Time hung heavily after a while. He lingered round the bookstall looking at the books and papers till a pert girl behind the counter asked him if he wouldn't like a chair; but when Hobbs, who was never rude and consequently never suspected rudeness in other people, raised his hat and said, "No, thank'ee, Miss, I be all right standing," even the pert girl was disarmed.

Next he amused himself counting the milk-churns on the platform. Then he killed time by interesting himself in the stacks of unattended luggage and examining the labels; and at three o'clock a railway policeman laid a hand on his shoulder and asked him what his game was.

Hobbs, a little startled but clear in conscience, told his tale.

"That don't do for me," announced the constable. "I been keeping observation on you since nine, and your wife don't arrive till four, so you say. I seen you hanging round the luggage and fingering parcels, and you'll just come with me to the police-office as a suspected person loitering. An old luggage-thief, I should say, to put it quite plain."

"Me a thief!" gasped Hobbs, roused to realities; "why, I've worked ever since I was twelve, and me sixty-three now; I was never a thief, Sir. Look at me hands."

The constable inspected them critically. "They're a bit horny certainly; but then that may be only your dam artfulness. Come on and talk to the Sergeant."

The Railway Police-Sergeant briskly inquired his name, address, occupation and all the rest of it. Hobbs gave a good account of himself and mentioned that he had worked in our family for forty-two years.

"Any visiting-cards, correspondence or other papers to identify you?" asked the Sergeant mechanically. He had said it so often to the people who cry "Season! Season!" when there is no Season.

Hobbs confessed to having none of these things; and no, he knew no one in London.

"Then you'll stay here till four," pronounced the Sergeant, "and we'll see if this good lady of yours comes along."

But, alas! no Mrs.
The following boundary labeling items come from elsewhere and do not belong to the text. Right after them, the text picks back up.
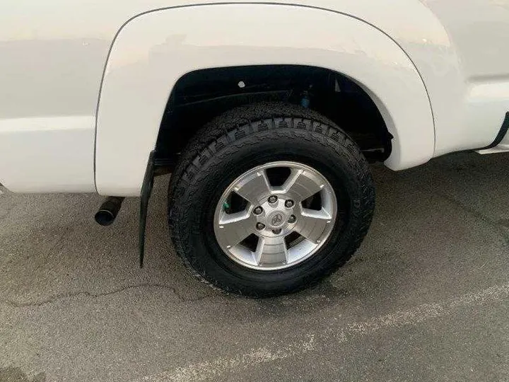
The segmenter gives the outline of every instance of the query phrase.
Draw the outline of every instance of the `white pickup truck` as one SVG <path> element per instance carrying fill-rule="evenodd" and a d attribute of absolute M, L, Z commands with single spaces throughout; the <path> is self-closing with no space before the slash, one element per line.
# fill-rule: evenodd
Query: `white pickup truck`
<path fill-rule="evenodd" d="M 0 183 L 98 192 L 172 173 L 204 282 L 262 297 L 341 266 L 398 170 L 509 151 L 509 0 L 4 0 Z"/>

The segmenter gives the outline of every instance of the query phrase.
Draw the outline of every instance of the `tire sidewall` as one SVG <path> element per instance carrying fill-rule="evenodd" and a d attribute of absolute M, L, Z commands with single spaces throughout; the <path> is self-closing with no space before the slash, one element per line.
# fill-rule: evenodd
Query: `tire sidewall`
<path fill-rule="evenodd" d="M 371 178 L 363 157 L 357 153 L 356 146 L 350 149 L 322 134 L 295 129 L 257 132 L 225 146 L 208 158 L 174 198 L 172 220 L 180 252 L 203 277 L 227 291 L 264 296 L 302 289 L 348 260 L 363 237 L 365 216 L 370 220 L 373 206 L 365 191 L 372 185 Z M 319 171 L 341 205 L 331 235 L 316 253 L 286 269 L 252 270 L 233 261 L 219 247 L 214 212 L 235 178 L 279 161 L 300 163 Z"/>

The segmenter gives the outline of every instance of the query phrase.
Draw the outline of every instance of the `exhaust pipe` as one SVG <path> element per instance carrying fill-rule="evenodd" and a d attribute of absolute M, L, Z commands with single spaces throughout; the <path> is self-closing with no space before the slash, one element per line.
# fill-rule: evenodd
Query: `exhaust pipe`
<path fill-rule="evenodd" d="M 124 199 L 123 197 L 107 197 L 94 216 L 95 221 L 101 226 L 112 224 L 120 211 Z"/>

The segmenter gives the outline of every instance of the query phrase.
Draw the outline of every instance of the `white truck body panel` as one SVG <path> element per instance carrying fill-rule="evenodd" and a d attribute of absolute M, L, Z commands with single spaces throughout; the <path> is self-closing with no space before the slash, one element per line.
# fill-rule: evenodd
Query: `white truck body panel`
<path fill-rule="evenodd" d="M 488 145 L 509 110 L 509 0 L 310 0 L 302 6 L 289 6 L 296 3 L 289 0 L 242 2 L 201 11 L 182 8 L 193 5 L 190 0 L 4 2 L 0 182 L 20 192 L 90 192 L 97 182 L 101 193 L 139 195 L 172 84 L 211 65 L 302 64 L 348 71 L 370 91 L 394 133 L 396 150 L 387 161 L 394 169 Z M 238 14 L 220 11 L 226 8 Z M 251 49 L 242 60 L 237 48 L 244 43 Z M 370 70 L 368 62 L 377 69 Z M 127 79 L 129 71 L 134 77 Z M 156 83 L 158 75 L 162 83 Z M 416 75 L 427 92 L 427 108 L 417 94 Z M 136 105 L 133 86 L 143 94 Z M 122 94 L 123 88 L 127 91 Z M 164 99 L 156 98 L 163 89 Z M 416 98 L 409 98 L 414 94 Z M 431 125 L 431 133 L 423 132 L 424 125 Z M 123 141 L 124 148 L 118 144 Z"/>

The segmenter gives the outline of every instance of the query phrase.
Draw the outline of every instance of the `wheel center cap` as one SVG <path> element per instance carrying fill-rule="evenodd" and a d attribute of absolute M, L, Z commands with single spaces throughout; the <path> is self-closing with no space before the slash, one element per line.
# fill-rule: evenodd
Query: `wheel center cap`
<path fill-rule="evenodd" d="M 267 216 L 267 224 L 273 228 L 279 228 L 281 227 L 288 218 L 286 215 L 281 211 L 274 211 Z"/>

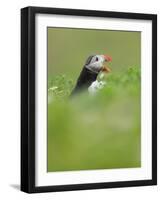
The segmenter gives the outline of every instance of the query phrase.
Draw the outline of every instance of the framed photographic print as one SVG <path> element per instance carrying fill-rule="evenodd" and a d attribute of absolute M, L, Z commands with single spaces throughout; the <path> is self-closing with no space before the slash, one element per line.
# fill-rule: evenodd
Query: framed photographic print
<path fill-rule="evenodd" d="M 157 184 L 157 16 L 21 9 L 21 190 Z"/>

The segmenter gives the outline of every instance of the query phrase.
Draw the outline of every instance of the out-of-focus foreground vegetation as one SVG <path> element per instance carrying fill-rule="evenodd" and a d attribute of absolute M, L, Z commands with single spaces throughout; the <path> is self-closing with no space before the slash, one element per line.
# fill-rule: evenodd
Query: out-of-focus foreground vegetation
<path fill-rule="evenodd" d="M 75 81 L 49 77 L 49 172 L 141 166 L 140 68 L 105 81 L 95 95 L 69 98 Z"/>

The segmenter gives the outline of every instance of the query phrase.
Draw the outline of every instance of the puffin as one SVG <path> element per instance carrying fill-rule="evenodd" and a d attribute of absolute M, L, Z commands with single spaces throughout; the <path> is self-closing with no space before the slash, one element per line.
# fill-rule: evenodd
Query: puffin
<path fill-rule="evenodd" d="M 111 61 L 112 58 L 109 55 L 90 55 L 80 72 L 71 96 L 88 90 L 92 84 L 97 82 L 97 77 L 100 72 L 111 72 L 111 69 L 104 65 L 105 62 Z"/>

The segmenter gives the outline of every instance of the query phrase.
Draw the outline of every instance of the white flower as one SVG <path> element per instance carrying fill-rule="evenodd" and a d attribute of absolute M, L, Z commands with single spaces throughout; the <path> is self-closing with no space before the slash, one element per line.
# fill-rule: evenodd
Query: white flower
<path fill-rule="evenodd" d="M 102 89 L 106 85 L 105 81 L 94 81 L 88 88 L 90 94 L 95 94 L 98 90 Z"/>

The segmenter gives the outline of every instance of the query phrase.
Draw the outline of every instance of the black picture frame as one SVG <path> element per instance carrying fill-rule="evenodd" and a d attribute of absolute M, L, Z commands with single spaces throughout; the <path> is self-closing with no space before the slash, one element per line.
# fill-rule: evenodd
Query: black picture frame
<path fill-rule="evenodd" d="M 35 15 L 108 17 L 152 21 L 152 179 L 35 186 Z M 157 184 L 157 15 L 45 7 L 21 9 L 21 190 L 27 193 L 101 189 Z"/>

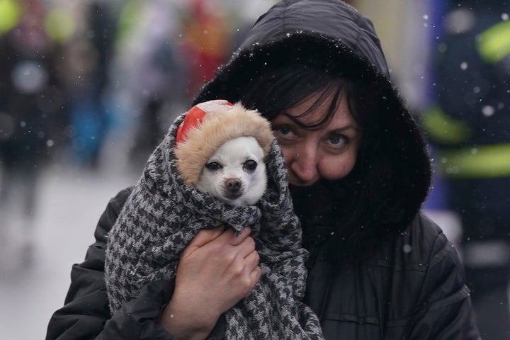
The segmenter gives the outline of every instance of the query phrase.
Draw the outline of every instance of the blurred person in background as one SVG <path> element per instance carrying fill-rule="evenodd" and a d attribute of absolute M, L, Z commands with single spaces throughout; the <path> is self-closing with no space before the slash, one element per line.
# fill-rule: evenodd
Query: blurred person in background
<path fill-rule="evenodd" d="M 110 96 L 129 117 L 129 161 L 139 169 L 184 107 L 186 60 L 179 43 L 181 6 L 167 0 L 130 0 L 120 10 Z"/>
<path fill-rule="evenodd" d="M 277 3 L 188 107 L 217 98 L 272 121 L 310 251 L 304 302 L 325 339 L 479 339 L 456 251 L 420 212 L 429 157 L 370 19 L 340 0 Z M 149 162 L 171 159 L 163 147 L 153 154 Z M 155 188 L 159 179 L 147 171 L 140 181 Z M 222 313 L 258 280 L 247 229 L 239 237 L 200 231 L 175 282 L 147 283 L 110 314 L 105 249 L 130 190 L 100 217 L 46 339 L 224 339 Z"/>
<path fill-rule="evenodd" d="M 437 106 L 423 121 L 484 339 L 510 339 L 510 2 L 450 1 L 435 60 Z"/>
<path fill-rule="evenodd" d="M 79 13 L 73 16 L 80 24 L 62 45 L 58 74 L 69 101 L 70 160 L 96 169 L 110 128 L 106 90 L 116 23 L 102 1 L 87 1 L 77 8 Z"/>
<path fill-rule="evenodd" d="M 62 139 L 67 101 L 55 69 L 57 44 L 44 29 L 45 4 L 11 5 L 16 23 L 0 35 L 0 230 L 19 207 L 26 225 L 16 233 L 29 256 L 39 175 Z"/>

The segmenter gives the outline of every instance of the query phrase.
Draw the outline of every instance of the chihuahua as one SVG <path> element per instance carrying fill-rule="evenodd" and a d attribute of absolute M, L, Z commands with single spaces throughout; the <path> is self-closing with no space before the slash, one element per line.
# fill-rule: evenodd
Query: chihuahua
<path fill-rule="evenodd" d="M 253 137 L 222 144 L 208 160 L 196 188 L 232 205 L 251 205 L 266 187 L 264 151 Z"/>

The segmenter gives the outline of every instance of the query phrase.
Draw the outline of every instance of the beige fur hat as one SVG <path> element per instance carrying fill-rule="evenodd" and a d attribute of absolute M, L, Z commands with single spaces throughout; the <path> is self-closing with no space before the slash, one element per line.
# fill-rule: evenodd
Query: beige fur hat
<path fill-rule="evenodd" d="M 273 140 L 269 122 L 241 103 L 215 100 L 193 106 L 176 136 L 177 169 L 184 181 L 196 184 L 207 161 L 225 142 L 242 136 L 254 137 L 267 156 Z"/>

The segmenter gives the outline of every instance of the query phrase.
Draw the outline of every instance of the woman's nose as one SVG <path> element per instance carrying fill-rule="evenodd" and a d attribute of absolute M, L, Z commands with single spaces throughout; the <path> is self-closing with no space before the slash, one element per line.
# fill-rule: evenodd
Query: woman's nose
<path fill-rule="evenodd" d="M 303 183 L 314 182 L 317 179 L 317 151 L 310 147 L 295 150 L 290 169 Z"/>

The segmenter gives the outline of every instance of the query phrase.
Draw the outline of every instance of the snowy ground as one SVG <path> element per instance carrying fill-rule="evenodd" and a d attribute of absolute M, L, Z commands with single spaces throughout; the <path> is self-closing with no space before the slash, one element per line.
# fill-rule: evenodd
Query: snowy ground
<path fill-rule="evenodd" d="M 137 175 L 53 166 L 40 178 L 33 222 L 32 261 L 24 256 L 26 225 L 18 205 L 0 210 L 0 338 L 42 339 L 70 283 L 71 266 L 84 259 L 108 200 Z"/>
<path fill-rule="evenodd" d="M 21 217 L 19 204 L 0 205 L 0 339 L 45 338 L 50 317 L 64 302 L 71 266 L 83 261 L 108 200 L 139 175 L 123 166 L 98 171 L 58 165 L 46 169 L 31 228 L 36 240 L 32 261 L 24 256 L 28 221 Z M 455 217 L 427 212 L 455 243 L 460 234 Z"/>

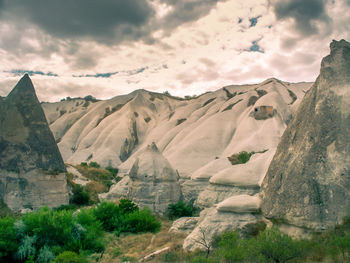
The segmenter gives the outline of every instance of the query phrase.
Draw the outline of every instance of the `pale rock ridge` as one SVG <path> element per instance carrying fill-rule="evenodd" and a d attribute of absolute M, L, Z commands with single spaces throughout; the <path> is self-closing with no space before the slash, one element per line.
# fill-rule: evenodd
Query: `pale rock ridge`
<path fill-rule="evenodd" d="M 262 184 L 267 218 L 316 230 L 350 211 L 350 43 L 333 41 Z"/>
<path fill-rule="evenodd" d="M 181 198 L 179 175 L 159 152 L 155 143 L 148 145 L 134 162 L 128 176 L 125 176 L 113 190 L 101 197 L 115 199 L 124 197 L 141 207 L 164 214 L 169 204 Z"/>
<path fill-rule="evenodd" d="M 15 211 L 67 204 L 66 168 L 28 75 L 0 112 L 0 198 Z"/>

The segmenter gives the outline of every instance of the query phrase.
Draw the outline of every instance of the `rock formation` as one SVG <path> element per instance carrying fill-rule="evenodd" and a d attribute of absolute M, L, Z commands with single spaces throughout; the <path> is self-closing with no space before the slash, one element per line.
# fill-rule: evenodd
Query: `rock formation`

Hobbs appeared. "Must have missed the train," suggested Hobbs despairingly. "P'r'aps the trap broke down or something."

There was only one more train, it seemed, and that was not due until nine.

"Oh, I don't think my missus 'ud like to be so late as that," said the suspect. "She'd wait till the morning. I don't reckon she'll come to-night."

The Sergeant was accordingly consulted. He too was rather sceptical.

"If there's any truth in what you say you'd better wire to this gentleman at Monk's Langford that you say you work for, and try if we can identify you somehow," he advised. And to the constable, "Take him to the Telegraph Office and let him send his wire. Then bring him back here. Mind he don't give you the slip."

So Hobbs, sighing deeply and perspiring freely, wrote his message: "Sir, they have got me in the police-station here and say I am a suspected person, which you know I never was, having worked for you, Sir, and your father for forty-two years. But the Sargeant here says he wants proofs, and you, Sir, must vouch for me as being respectable, which you know I am, and none of us was ever thieves. So will you please do so, Sir, and oblige, as this leaves me at present, George Hobbs."

The clerk glanced at it. "It's a long message," he said; "it'll cost four or five shillings."

Hobbs hadn't got that--no, really he hadn't.